Ma la soluzione ai limiti odierni delle rinnovabili non viene solo dal solare. Secondo alcune analisi, a fare la differenza è la somma di solare ed eolico, in grado di garantire in Europa fino al 70/80% del fabbisogno energetico se usati in maniera efficiente, complementare e attivando rapidi meccanismi di scambio tra i paesi che più facilmente producono eolico (nord Europa) e quelli più adatti alla produzione di solare (sud Europa). E quando si verifica quella che gli esperti chiamano “calma buia”, ovvero momenti in cui il Sole è oscurato dalle nuvole e il vento non soffia? È qui che potrebbero entrare in gioco le centrali nucleari: poco amate e anzi sempre più temute (soprattutto dopo che il disastro di Fukushima del 2011 ha riacceso le paure), non saranno abbandonate tanto in fretta quanto una buona parte della popolazione spera. D’altra parte, i numeri relativi alla costruzione di nuovi reattori mostrano come si stia ancora puntando su questa forma di energia: sono 53 quelli attualmente in costruzione su un totale di 449 al momento attivi.
E se comunque tutto questo non bastasse? Se anche affidandoci il più possibile alle rinnovabili non saremmo lo stesso in grado di azzerare la produzione di gas serra in eccesso? È qui che entrano in gioco le altre leve su cui agire per evitare la catastrofe climatica: dalla riduzione dei consumi ai drastici (e fondamentali) cambiamenti alla nostra dieta (gli allevamenti mondiali sono responsabili del 14,5% delle emissioni), fino ai meccanismi per catturare le emissioni tramite le tecnologie – purtroppo ancora molto costose – di cattura e stoccaggio del carbonio.
Un’altra soluzione che potrebbe aiutarci a dare un futuro migliore alla Terra passa dalla piantumazione di alberi: organismi che assorbono naturalmente la CO2 e la trasformano in biomassa vegetale.

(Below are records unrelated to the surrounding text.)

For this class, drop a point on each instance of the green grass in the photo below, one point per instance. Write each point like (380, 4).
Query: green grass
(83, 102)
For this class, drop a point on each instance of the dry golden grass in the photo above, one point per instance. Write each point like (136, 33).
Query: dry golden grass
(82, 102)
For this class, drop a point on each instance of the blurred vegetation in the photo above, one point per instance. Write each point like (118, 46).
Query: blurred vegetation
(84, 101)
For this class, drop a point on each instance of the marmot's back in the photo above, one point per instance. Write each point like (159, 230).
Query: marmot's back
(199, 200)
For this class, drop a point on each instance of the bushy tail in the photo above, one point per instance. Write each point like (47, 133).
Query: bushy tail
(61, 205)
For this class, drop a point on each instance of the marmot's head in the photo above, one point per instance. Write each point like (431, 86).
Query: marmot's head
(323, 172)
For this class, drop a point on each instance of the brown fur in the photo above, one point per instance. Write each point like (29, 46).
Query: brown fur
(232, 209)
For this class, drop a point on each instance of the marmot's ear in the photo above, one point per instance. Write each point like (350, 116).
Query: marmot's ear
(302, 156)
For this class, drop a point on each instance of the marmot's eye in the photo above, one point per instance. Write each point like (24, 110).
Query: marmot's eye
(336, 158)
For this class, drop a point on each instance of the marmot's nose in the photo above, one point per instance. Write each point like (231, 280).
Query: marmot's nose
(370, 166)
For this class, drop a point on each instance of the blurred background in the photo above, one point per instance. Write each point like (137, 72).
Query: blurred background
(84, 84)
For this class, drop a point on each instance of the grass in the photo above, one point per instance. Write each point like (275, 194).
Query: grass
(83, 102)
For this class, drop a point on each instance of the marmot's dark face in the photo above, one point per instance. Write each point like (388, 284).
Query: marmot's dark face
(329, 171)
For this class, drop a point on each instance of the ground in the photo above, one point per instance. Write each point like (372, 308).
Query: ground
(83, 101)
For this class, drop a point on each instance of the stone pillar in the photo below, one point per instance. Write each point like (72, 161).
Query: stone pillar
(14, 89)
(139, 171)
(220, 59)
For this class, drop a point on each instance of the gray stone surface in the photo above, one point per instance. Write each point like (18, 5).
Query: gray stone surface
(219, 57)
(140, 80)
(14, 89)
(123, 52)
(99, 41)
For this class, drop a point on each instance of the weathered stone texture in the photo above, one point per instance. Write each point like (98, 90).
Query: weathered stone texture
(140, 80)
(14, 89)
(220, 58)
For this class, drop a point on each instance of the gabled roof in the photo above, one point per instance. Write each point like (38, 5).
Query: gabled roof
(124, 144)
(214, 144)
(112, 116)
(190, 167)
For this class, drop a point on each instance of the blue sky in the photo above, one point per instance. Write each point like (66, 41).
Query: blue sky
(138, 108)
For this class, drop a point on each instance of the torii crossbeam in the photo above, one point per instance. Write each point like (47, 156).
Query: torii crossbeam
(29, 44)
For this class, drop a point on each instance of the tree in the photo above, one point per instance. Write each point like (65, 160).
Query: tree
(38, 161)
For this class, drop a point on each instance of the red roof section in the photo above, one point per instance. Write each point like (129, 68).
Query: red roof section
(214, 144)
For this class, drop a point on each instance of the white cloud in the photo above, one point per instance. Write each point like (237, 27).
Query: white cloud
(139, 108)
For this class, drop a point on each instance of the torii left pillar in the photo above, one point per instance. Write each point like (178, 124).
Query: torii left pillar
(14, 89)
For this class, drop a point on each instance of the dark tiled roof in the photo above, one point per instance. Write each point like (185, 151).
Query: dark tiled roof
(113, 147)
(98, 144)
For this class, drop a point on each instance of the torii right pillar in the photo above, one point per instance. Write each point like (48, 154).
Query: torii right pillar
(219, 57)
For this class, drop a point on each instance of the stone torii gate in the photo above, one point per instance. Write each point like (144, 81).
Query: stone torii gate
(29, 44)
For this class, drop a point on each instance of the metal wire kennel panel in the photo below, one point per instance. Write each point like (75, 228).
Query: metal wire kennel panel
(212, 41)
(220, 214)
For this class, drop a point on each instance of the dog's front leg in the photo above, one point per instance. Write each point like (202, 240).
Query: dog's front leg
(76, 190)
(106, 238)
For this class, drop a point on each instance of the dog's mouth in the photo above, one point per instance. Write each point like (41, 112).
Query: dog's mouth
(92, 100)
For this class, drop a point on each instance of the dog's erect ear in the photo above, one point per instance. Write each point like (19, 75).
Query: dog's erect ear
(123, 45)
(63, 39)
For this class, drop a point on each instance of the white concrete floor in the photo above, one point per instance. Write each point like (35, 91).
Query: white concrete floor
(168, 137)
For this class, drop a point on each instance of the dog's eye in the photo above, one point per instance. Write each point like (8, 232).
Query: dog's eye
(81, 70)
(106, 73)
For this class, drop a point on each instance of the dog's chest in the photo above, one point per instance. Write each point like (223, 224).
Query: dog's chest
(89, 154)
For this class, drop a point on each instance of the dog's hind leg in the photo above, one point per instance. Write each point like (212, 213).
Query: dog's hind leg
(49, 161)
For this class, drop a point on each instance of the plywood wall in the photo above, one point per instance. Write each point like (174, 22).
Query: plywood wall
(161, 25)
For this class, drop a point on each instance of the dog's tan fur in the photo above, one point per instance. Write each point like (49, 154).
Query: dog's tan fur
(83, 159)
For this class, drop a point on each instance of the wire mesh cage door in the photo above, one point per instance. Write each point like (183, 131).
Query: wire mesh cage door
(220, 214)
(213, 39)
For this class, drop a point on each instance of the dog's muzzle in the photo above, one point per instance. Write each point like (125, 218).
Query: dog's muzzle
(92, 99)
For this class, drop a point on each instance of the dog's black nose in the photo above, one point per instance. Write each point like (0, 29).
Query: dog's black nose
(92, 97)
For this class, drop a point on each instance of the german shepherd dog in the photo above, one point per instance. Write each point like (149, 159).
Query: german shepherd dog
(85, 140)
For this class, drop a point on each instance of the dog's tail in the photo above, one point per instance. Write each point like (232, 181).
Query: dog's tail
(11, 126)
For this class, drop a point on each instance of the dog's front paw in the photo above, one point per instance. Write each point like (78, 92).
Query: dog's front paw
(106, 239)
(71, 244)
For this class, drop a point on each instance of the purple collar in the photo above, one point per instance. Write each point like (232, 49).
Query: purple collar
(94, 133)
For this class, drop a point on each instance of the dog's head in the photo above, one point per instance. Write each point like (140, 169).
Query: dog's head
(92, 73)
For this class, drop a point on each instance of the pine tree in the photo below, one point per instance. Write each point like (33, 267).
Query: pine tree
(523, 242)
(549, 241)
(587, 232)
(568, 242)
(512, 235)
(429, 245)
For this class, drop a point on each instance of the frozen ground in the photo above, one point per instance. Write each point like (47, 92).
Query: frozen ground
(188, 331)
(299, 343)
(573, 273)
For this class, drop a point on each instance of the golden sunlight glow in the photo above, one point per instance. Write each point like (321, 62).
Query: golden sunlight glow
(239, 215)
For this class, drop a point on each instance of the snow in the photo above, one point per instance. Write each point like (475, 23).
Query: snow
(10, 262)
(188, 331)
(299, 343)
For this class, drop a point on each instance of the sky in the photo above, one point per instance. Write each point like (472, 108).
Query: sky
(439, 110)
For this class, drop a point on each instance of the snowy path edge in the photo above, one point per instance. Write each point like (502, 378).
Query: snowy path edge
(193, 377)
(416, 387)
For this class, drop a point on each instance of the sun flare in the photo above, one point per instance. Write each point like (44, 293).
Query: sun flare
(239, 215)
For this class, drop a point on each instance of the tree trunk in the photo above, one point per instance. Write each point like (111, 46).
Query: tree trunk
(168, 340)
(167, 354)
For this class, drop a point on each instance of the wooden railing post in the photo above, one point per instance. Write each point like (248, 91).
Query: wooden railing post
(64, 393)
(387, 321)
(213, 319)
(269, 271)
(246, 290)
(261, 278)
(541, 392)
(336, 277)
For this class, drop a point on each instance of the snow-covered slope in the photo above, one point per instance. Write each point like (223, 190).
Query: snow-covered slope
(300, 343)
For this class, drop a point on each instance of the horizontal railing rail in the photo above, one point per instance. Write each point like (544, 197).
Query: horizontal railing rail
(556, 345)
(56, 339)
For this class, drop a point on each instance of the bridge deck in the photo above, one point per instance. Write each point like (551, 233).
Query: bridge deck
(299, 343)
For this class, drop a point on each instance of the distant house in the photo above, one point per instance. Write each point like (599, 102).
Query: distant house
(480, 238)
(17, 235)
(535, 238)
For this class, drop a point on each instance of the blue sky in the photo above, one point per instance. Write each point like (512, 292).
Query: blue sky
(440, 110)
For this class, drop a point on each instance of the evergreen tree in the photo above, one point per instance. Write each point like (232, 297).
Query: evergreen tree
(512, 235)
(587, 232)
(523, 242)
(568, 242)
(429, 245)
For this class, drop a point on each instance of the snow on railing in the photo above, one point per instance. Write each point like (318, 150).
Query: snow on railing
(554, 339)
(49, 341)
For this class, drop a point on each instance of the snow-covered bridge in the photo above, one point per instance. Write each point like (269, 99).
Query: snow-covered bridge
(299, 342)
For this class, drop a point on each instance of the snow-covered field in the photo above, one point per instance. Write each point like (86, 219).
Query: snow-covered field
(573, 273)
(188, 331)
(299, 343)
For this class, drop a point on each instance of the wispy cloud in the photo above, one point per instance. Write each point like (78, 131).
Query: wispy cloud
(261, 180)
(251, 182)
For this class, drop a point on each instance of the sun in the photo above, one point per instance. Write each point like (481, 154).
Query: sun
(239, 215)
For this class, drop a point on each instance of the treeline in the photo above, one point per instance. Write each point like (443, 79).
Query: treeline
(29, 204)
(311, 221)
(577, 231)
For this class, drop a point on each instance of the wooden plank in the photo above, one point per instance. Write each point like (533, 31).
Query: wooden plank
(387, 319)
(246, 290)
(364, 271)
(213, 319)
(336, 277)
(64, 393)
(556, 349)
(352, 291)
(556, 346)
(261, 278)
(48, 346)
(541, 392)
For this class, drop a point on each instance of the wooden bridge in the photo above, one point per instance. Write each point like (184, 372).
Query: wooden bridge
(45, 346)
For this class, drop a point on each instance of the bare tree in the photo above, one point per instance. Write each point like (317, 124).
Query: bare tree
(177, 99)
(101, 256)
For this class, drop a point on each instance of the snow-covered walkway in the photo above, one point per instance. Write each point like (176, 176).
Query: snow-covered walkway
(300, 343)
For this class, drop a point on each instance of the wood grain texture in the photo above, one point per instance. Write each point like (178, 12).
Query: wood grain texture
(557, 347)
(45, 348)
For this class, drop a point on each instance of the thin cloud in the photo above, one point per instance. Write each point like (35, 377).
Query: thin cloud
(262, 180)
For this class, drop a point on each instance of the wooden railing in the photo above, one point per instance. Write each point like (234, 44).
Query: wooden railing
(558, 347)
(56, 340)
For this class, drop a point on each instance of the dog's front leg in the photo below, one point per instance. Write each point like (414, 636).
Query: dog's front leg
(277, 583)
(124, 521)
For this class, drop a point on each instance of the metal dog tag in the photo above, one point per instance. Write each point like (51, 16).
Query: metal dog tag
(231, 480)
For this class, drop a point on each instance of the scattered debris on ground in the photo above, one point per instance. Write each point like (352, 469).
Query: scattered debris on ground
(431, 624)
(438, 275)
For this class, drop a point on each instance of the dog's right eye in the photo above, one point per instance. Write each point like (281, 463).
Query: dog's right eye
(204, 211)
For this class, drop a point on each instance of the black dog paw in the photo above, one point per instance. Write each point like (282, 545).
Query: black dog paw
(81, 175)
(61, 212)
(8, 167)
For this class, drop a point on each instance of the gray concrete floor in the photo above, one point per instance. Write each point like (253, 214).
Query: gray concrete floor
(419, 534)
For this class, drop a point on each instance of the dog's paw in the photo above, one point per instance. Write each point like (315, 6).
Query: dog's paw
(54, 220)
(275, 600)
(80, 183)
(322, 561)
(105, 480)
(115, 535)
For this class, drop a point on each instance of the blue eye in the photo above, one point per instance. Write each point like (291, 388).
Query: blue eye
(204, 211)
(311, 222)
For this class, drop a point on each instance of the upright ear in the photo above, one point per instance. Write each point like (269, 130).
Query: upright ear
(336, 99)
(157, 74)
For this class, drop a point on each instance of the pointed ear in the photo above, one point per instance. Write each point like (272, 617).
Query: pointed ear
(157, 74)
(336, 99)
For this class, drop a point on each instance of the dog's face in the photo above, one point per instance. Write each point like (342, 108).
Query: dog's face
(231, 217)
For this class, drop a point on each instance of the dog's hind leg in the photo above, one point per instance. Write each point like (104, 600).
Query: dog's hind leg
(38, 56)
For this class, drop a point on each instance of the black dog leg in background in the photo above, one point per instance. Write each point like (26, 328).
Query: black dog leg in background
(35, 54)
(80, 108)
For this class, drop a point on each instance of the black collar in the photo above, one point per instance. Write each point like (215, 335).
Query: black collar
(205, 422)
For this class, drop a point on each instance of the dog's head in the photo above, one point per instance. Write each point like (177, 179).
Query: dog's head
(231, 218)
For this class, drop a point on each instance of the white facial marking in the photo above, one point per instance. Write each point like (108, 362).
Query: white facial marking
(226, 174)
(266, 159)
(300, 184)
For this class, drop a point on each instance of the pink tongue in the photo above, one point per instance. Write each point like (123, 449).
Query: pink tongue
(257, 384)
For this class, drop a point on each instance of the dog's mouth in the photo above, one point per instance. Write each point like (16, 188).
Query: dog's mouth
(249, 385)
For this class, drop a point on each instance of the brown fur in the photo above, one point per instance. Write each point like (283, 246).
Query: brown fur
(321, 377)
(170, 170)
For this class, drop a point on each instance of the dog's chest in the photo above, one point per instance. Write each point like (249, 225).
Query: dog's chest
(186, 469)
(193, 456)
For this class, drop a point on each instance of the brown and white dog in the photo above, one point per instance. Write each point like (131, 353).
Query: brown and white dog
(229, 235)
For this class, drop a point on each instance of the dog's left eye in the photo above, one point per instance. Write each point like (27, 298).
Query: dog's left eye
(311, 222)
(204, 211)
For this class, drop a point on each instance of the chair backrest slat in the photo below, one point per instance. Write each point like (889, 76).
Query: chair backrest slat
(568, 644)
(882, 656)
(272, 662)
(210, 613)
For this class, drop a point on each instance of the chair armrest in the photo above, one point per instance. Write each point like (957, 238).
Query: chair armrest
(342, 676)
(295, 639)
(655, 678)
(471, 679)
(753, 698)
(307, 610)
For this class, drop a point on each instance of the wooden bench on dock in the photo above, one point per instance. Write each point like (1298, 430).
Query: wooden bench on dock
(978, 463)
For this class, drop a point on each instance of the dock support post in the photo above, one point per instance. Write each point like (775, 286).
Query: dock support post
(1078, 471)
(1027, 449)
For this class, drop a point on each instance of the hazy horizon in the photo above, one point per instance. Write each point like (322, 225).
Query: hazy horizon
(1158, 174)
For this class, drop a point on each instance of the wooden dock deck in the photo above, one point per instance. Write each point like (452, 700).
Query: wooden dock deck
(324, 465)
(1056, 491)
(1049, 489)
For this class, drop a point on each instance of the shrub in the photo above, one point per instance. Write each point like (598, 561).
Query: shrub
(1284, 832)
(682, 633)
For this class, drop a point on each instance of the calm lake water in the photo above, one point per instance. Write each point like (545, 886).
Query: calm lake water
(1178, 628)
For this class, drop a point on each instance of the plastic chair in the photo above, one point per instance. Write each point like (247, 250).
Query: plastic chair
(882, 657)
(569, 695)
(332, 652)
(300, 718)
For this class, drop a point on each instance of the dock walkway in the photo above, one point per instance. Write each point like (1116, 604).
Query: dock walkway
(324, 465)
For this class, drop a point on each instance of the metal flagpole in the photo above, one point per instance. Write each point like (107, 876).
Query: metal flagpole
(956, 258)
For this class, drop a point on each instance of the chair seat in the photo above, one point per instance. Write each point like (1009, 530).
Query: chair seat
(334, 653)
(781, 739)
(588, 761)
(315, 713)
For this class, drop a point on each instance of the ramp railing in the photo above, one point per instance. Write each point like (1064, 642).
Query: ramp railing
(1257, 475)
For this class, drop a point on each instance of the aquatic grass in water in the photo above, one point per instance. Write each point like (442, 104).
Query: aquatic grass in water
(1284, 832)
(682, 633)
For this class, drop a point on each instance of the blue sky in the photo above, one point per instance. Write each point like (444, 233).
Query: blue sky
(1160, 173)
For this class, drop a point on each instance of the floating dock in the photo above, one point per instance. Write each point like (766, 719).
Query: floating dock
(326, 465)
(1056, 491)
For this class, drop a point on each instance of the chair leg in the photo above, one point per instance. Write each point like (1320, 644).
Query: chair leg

Secondo le stime, per tornare alla concentrazione di carbonio dell’era pre-industriale, sarebbe necessario piantare qualcosa come mille miliardi di nuovi alberi. È fattibile? Sul tema, le opinioni sono divergenti e gli esperti si dividono tra favorevoli e contrari.
Inutile però concentrarsi sulle singole misure: tra rinnovabili, cambiamenti drastici alle nostre abitudini e nuovi strumenti per ridurre l’anidride carbonica presente in atmosfera, è solo attraverso la combinazione più efficace e realistica che potremo salvare il pianeta.